En sortant, je croise le défilé des confréries et leur bagad, une aguiche pour la Foire aux Harengs de la semaine prochaine (ou un avertissement pour ceux qui comme moi ne mettent jamais le pied dans ce genre de festivité).
Dans le train de seize heures neuf qui me ramène à Rouen, le contrôleur prouve son utilité en collant un supplément de quarante-deux euros à la demoiselle assise devant moi pour avoir pris un billet à tarif réduit bien que sa Carte Jeune soit périmée puis en lançant un appel au corps médical afin qu’il vienne en aide à une voyageuse qui ne se sent pas très bien. Deux jeunes hommes et une jeune femme s’occupent d’elle. Rien de grave, elle aurait mangé des coquilles Saint-Jacques.
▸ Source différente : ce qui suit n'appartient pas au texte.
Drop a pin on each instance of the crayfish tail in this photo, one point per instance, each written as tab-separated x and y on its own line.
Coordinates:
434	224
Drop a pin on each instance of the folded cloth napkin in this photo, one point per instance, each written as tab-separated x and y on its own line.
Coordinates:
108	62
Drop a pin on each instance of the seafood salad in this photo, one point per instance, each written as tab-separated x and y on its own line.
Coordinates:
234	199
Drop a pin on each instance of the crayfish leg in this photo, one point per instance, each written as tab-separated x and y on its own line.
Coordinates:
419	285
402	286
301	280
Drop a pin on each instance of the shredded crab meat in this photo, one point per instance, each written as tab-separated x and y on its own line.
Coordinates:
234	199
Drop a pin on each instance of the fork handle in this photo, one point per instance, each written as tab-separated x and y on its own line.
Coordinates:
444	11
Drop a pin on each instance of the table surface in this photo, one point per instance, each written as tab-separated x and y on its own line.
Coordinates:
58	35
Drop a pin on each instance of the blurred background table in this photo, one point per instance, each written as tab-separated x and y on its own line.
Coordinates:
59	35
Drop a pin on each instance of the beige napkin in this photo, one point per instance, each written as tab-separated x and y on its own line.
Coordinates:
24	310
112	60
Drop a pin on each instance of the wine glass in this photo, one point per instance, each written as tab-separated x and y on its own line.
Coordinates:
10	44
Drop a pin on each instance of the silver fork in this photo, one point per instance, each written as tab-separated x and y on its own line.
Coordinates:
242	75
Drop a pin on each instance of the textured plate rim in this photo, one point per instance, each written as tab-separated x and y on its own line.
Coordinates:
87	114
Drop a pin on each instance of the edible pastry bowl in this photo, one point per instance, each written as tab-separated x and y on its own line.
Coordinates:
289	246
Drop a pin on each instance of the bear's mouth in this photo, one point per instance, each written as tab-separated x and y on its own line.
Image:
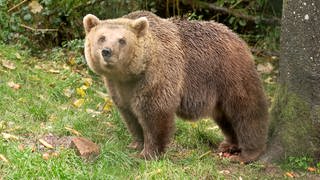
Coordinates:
109	64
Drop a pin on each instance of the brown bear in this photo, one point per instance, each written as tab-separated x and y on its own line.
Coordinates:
155	68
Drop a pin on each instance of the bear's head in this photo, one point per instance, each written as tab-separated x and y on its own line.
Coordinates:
115	47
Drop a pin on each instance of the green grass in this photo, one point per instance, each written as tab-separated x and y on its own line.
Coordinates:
40	107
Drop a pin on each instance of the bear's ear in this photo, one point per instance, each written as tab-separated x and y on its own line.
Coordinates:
89	22
141	26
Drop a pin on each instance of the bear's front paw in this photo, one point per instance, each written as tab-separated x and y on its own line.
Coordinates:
226	147
149	154
136	145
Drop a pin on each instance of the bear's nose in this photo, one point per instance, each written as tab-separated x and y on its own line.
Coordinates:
106	53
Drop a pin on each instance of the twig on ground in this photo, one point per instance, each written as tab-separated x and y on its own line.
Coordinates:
39	30
17	5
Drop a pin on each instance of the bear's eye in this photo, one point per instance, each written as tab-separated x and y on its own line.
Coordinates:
122	41
102	39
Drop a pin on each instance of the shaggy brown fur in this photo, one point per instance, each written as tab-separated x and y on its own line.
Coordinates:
162	67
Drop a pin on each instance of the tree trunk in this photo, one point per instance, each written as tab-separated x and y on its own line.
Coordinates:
295	116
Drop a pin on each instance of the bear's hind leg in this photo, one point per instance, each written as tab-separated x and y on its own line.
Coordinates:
157	130
230	142
251	133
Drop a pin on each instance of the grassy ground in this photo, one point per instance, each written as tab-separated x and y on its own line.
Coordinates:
41	96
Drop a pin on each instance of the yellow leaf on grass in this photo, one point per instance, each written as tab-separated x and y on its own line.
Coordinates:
290	174
18	56
54	71
68	92
35	7
87	82
71	61
311	169
107	105
8	65
9	136
3	158
14	85
78	102
81	92
45	143
45	156
73	131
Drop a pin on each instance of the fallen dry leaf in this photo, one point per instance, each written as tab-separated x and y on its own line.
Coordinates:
71	61
21	147
54	71
78	102
45	143
68	92
35	7
14	85
107	105
73	131
81	92
3	158
9	136
8	65
46	156
224	172
18	56
55	154
290	174
93	112
269	80
87	82
311	169
205	154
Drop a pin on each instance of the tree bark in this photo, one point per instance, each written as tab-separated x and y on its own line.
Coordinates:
295	116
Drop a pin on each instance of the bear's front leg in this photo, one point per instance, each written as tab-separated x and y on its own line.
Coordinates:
134	128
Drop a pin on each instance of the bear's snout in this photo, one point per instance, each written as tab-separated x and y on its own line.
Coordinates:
106	54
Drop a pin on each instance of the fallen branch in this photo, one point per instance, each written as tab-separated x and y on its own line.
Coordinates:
16	6
223	10
38	30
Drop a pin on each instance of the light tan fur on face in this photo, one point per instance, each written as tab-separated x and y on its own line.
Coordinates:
125	59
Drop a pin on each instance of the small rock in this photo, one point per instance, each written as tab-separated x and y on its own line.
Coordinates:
265	68
85	148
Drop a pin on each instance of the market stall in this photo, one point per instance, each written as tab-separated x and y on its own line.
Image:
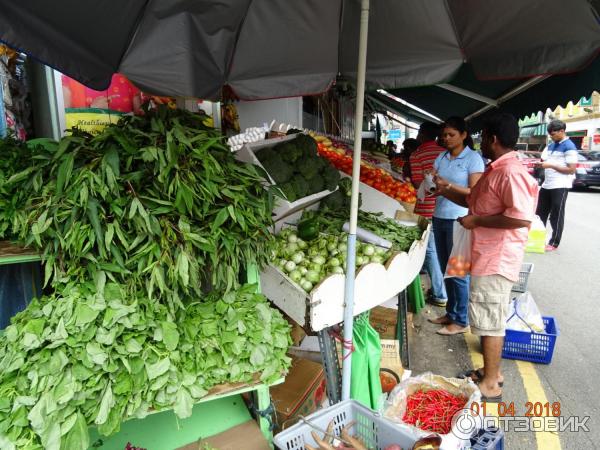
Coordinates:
145	55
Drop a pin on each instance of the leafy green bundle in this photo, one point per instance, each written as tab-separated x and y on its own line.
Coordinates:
94	355
151	201
401	236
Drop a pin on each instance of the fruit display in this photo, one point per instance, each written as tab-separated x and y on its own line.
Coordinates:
373	176
297	169
307	263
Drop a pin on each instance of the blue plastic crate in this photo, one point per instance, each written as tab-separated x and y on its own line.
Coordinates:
490	439
530	345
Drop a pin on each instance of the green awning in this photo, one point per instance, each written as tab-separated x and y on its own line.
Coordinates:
533	130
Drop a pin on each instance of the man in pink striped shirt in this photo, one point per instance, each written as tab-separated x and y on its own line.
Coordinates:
501	207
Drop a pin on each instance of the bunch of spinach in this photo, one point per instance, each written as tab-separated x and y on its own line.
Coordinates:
157	199
95	355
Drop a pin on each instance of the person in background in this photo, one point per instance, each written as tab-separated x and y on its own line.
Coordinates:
462	167
501	209
559	161
409	146
420	163
392	149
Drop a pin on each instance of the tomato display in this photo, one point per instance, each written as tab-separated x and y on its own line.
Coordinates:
458	266
373	176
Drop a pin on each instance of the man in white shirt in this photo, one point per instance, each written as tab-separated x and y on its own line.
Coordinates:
559	159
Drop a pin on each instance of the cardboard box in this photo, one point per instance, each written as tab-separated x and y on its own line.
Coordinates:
246	435
385	321
302	393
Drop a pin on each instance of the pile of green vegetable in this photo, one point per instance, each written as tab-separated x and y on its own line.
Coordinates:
155	199
95	355
135	225
330	218
297	169
307	263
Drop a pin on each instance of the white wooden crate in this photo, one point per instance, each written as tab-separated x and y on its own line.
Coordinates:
282	208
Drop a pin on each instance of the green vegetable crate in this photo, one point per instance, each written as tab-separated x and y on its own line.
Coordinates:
323	305
283	207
                                                                       *
Lucette Almanzor, épouse Destouches, ne sera jamais comme j’en rêvais la doyenne des Français(e)s, apprends-je au retour. Elle est morte ce huit novembre à l’âge de cent sept ans. « C’est fou je pensais justement à elle hier. Je relis D’un Château l’autre depuis quelques semaines », m’écrit l’ami de Stockholm quand je lui apprends la nouvelle.
L’un comme l’autre, nous sommes allés ces derniers mois voir la maison de Céline, dans laquelle Lucette se trouvait entourée des trois employées payées par sa vente en viager à un voisin. Celui-ci va sans doute la rénover. Elle deviendra aussi banale que celles du même modèle, route des Gardes, à Meudon.